HTML5 offers document authors a means of replacing the traditonal, ‘meaningless’ div–based markup of previous versions. A typical HTML document used to be structured along the lines of div id="header", div id="content", div id="sidebar", div id="footer". HTML5 offers a ready–made, easy to use, nearly complete replacement: header, content, aside, footer. Replace and paste and you’re HTML5–ready.

The problem with that, of course, is that there is no content tag. Naturally enough, HTML authors don’t want to leave that awkward div in there reminding them of their past semantic misdemeanours. So they use section id="content", because the content is a section of the HTML document, right?

Why section id=”content” is wrong

The the spec says a section is:

… a thematic grouping of content, typically with a heading [my emphasis]

The problem is that div id="content" was never used to group thematically related content. Instead, it served two important, but unsematic purposes:

  1. to serve as a styling hook
  2. to provide an anchor for skip links

Understanding document structures and using section properly

This pseudo, div–based (essentially visual) way of thinking about HTML documents is the biggest barrier to ‘getting’ all versions of HTML. In X/HTML (to version 4) it was headings that established a document’s outline, not divs. For the purposes of creating a document outline div has always been ignored.

In HTML5 it’s sectioning elements that do the job of headings; div is still not a sectioning element (distinct from a section; the terminology can be confusing).

section can, of course, be used to group thematically related content within div id="content" (or any other div).
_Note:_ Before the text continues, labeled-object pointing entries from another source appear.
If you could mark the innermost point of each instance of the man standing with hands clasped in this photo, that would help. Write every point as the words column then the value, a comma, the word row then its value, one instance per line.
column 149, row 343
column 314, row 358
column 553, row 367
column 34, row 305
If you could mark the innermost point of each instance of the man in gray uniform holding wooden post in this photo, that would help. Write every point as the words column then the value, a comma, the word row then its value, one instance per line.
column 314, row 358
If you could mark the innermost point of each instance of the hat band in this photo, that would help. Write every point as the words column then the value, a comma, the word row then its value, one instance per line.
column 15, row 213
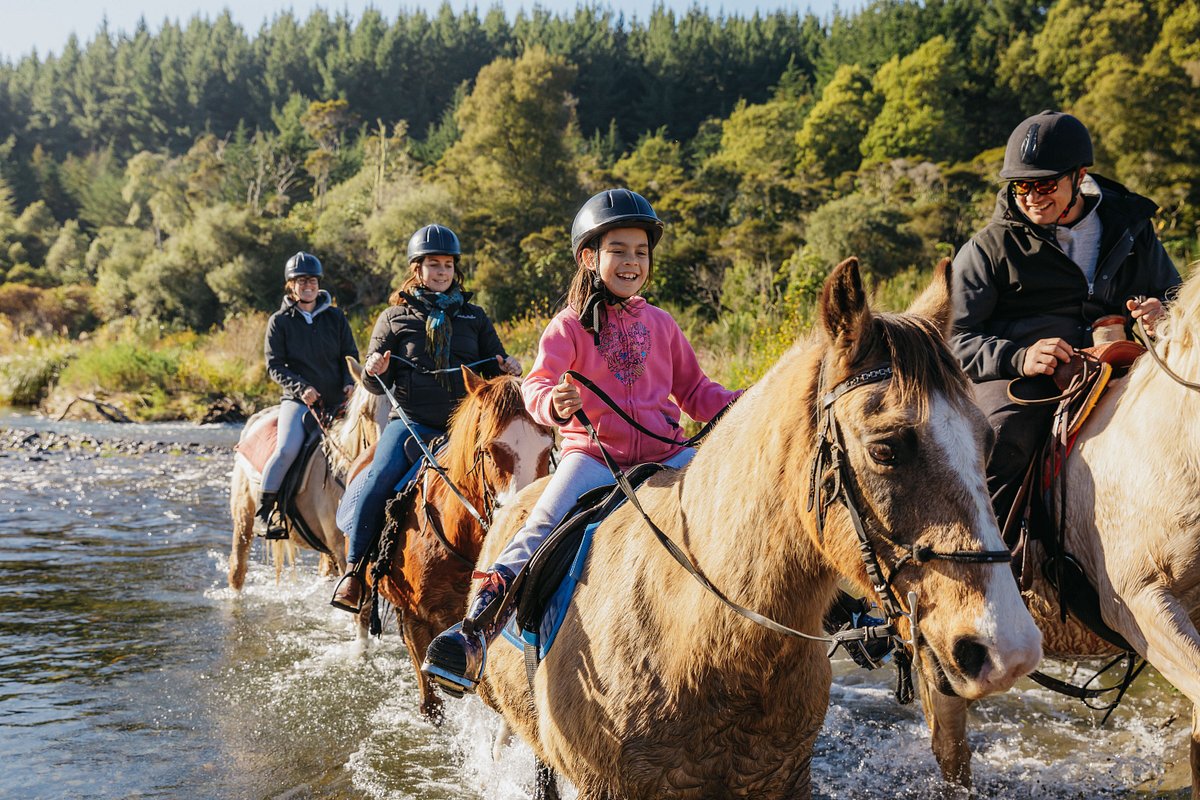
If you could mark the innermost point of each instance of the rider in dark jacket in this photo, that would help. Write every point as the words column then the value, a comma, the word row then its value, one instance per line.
column 417, row 348
column 306, row 344
column 1063, row 248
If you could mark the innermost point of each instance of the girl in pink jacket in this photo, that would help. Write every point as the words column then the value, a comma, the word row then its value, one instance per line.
column 636, row 354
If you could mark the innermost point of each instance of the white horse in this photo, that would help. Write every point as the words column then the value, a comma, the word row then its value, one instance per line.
column 1133, row 522
column 321, row 488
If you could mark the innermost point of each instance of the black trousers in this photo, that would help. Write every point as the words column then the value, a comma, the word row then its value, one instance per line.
column 1020, row 433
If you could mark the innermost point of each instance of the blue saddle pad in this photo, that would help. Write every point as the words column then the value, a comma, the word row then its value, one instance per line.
column 556, row 609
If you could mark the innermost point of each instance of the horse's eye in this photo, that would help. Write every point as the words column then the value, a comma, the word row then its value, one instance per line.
column 881, row 452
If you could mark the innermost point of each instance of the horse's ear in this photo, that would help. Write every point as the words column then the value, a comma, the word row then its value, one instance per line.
column 844, row 313
column 473, row 382
column 934, row 302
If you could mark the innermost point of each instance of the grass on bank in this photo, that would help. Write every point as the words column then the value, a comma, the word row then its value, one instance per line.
column 151, row 373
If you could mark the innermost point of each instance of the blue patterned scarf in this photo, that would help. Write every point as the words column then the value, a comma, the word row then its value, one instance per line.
column 441, row 307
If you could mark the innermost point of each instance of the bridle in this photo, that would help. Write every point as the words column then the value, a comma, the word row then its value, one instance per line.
column 832, row 480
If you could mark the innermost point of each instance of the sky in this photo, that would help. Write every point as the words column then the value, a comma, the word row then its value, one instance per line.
column 46, row 24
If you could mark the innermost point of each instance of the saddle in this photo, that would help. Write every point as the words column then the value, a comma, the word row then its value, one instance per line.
column 259, row 445
column 1083, row 382
column 544, row 588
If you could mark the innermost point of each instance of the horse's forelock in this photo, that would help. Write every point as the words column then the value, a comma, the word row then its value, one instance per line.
column 921, row 361
column 480, row 417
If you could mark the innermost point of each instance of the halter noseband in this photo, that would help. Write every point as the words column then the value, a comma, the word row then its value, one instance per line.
column 831, row 464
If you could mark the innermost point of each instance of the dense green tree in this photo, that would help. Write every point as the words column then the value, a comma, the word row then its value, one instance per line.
column 828, row 143
column 922, row 115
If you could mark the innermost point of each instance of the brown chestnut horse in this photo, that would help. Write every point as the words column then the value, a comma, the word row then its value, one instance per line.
column 1133, row 522
column 657, row 690
column 496, row 450
column 319, row 492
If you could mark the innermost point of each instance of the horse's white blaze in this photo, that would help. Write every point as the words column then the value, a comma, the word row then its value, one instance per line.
column 1003, row 625
column 526, row 443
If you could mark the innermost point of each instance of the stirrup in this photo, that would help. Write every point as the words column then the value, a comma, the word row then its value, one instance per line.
column 455, row 661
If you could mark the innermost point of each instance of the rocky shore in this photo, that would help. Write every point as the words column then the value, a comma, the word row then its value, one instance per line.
column 36, row 444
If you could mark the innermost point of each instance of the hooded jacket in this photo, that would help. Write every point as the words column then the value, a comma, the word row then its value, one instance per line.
column 1013, row 284
column 643, row 362
column 301, row 354
column 426, row 397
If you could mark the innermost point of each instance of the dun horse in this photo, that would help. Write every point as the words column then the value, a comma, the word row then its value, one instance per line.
column 496, row 450
column 655, row 690
column 1133, row 522
column 319, row 489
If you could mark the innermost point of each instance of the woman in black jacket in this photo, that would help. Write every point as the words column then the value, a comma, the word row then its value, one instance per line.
column 307, row 341
column 417, row 347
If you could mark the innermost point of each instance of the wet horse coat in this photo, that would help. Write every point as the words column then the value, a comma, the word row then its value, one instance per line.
column 655, row 690
column 495, row 450
column 1133, row 523
column 319, row 491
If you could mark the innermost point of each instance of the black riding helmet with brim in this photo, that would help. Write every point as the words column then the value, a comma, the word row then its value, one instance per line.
column 433, row 240
column 303, row 264
column 1047, row 144
column 616, row 208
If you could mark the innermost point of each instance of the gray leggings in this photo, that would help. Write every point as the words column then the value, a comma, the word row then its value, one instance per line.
column 287, row 445
column 576, row 474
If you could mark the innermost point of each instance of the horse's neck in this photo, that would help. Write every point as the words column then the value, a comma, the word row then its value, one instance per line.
column 742, row 503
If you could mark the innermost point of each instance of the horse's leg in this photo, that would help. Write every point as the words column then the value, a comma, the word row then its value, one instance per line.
column 947, row 717
column 545, row 787
column 241, row 509
column 418, row 635
column 1195, row 752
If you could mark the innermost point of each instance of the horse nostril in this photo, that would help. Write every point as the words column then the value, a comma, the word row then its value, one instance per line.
column 970, row 656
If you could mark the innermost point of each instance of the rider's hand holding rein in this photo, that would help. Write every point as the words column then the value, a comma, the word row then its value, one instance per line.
column 1043, row 356
column 377, row 364
column 565, row 398
column 1149, row 310
column 310, row 396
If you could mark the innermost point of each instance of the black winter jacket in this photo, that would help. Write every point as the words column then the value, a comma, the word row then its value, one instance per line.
column 1013, row 284
column 425, row 397
column 300, row 354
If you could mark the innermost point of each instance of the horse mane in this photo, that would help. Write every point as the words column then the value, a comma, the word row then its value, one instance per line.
column 469, row 425
column 355, row 432
column 921, row 361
There should be a higher–level heading or sectioning element within your document because it makes sense to use section to split larger pieces of content into comprehensible chunks. This larger piece of content maybe the document’s body, where the h1 lives free of any sectioning tags, as in the spec’s graduation programme example.

The future of div id=”content”

Ironically enough HTML5 has made me a lot more relaxed about divs. Now I understand how HTML documents are outlined I’ll brazenly use a div if I want to style something, or, as is traditional, provide an anchor.

However, sometimes it may be appropriate to replace div id="content" with a ‘proper’ sectioning element. One example is when the content could be syndicated and the article tag used. Even then, there’s nothing wrong with placing the article between the div tags. I’m sure div id="content"will be around for years to come. And why not.